CORE Indonesia mengungkapkan terdapat sejumlah sinyal yang menyebabkan pelemahan konsumsi masih akan berlangsung hingga 2025. Salah satu penyebabnya adalah pelemahan konsumsi kelas menengah dan calon kelas menengah.

Pasalnya, kelompok kelas menengah dan calon kelas menengah merupakan kontributor utama konsumsi. Berdasarkan data Badan Pusat Statistik (BPS), jumlah kelas menengah mencapai 52 juta orang atau 19% total penduduk Indonesia dan berkontribusi 40% terhadap total konsumsi.

Sementara jumlah calon kelas menengah mencapai 148 juta jiwa atau 54% dari total penduduk yang berkontribusi 44% pengeluaran konsumsi. Namun jumlah penduduk kelas menengah turun hingga 9 juta jiwa selama periode 2018-2023.

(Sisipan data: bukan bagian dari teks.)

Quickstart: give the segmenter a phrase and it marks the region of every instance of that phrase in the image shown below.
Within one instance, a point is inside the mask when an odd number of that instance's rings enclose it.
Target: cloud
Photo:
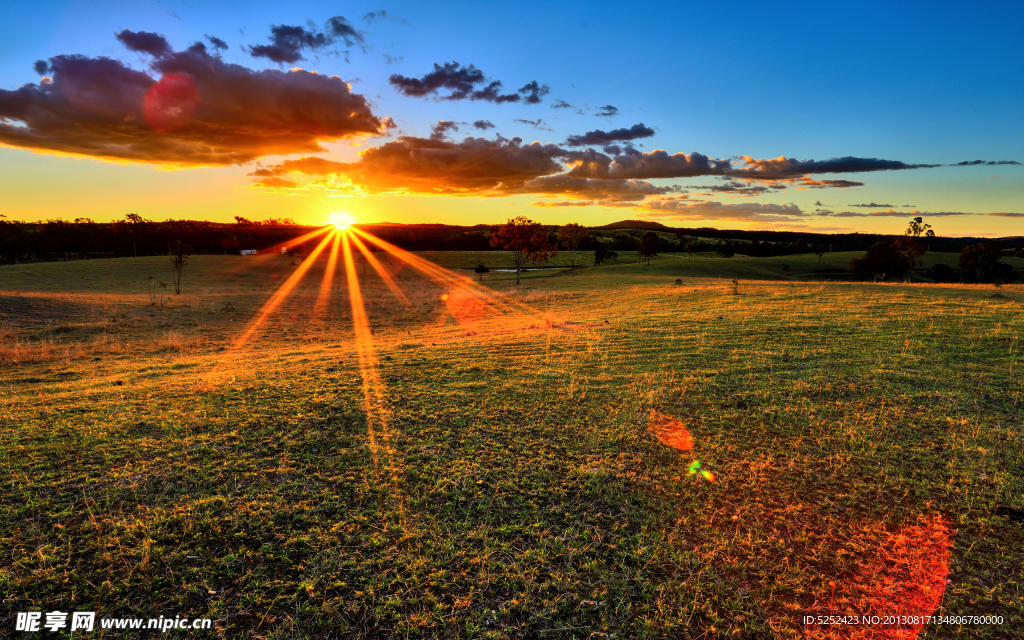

“Dari 61 juta jiwa turun menjadi 52 juta jiwa. Jumlah mereka turun sebesar 8% selama periode tersebut,” tulis CORE Indonesia.

Fenomena Makan Tabungan

CORE Indonesia mengungkapkan, pelemahan konsumsi kelas menengah juga ditunjukkan oleh proporsi tabungan terhadap total pengeluaran. Berdasarkan data Bank Indonesia, proporsi tabungan terhadap total pengeluaran menunjukkan tren penurunan dibandingkan tahun 2019.

Dalam laporan tersebut diungkapkan rata-rata nilai simpanan per rekening. Terlihat kelompok dengan simpanan di bawah Rp 100 juta mencapai porsi 98,8% dari jumlah rekening yang menunjukkan tren penurunan. Penurunan terlihat secara konsisten dari Rp 3 juta pada 2019 menjadi Rp 1,8 juta pada 2023.

Data ini mengindikasikan bahwa masyarakat mengalami penurunan pendapatan yang diikuti dengan penurunan konsumsi dan penurunan jumlah tabungan. “Hal ini juga dapat berarti konsumsi masyarakat saat ini ditopang oleh penggunaan tabungan,” tulis CORE Indonesia.

Penurunan Upah Riil

CORE Indonesia juga mengungkapkan adanya sinyal atau indikasi pelemahan konsumsi yang ditunjukkan oleh penurunan pertumbuhan upah riil. Penurunan ini terjadi di lima sektor yaitu pertanian, manufaktur, perdagangan, konstruksi, serta penyediaan jasa makanan dan minuman.

Lima sektor tersebut menyerap 75% tenaga kerja. “Hampir semua sektor mengalami penurunan signifikan dari 2019 ke 2024,” tulis CORE Indonesia.

Sektor pertanian, pengolahan, serta jasa akomodasi dan makanan minuman yang sebelumnya menunjukkan pertumbuhan positif pada 2019 mengalami penurunan drastis, bahkan negatif pada 2024. Sektor perdagangan menunjukkan pertumbuhan yang lemah, sementara sektor konstruksi tumbuh hampir serupa seperti 2023.

Terjadinya Disinflasi

Pelemahan konsumsi juga telah berdampak terhadap fase disinflasi. CORE Indonesia memprediksi inflasi secara tahun akan berada pada kisaran angka 1,3%-1,5% pada 2024. Angka ini lebih rendah dibandingkan pada masa pandemi Covid-19 yang berada pada kisaran 1,7-1,8%.

“Fenomena disinflasi pada tahun ini disumbang oleh pelemahan daya beli,” tulis CORE Indonesia.

Hal itu dapat ditunjukkan oleh inflasi inti yang merupakan komponen selain bahan makanan dan energi yang bersifat fluktuatif. Inflasi inti pada Oktober 2024 sebesar 1,91% secara year to date atau jauh lebih rendah dibandingkan periode yang sama pada prapandemi yaitu 2,79%.

“Berbagai indikasi perlambatan konsumsi tersebut berpotensi berlanjut pada 2025 dan bahkan dapat menjadi lebih rendah dibandingkan dengan tahun ini,” tulis CORE Indonesia.

Beberapa faktor yang dapat menekan konsumsi pada 2024 seperti scarring effect pandemi yang masih terasa pada 2025, khususnya pada kelas menengah. Lalu kondisi pasar tenaga kerja yang didominasi sektor informal dan pertumbuhan pendapatan yang lambat, serta kebijakan-kebijakan ekonomi yang menekan kelas menengah.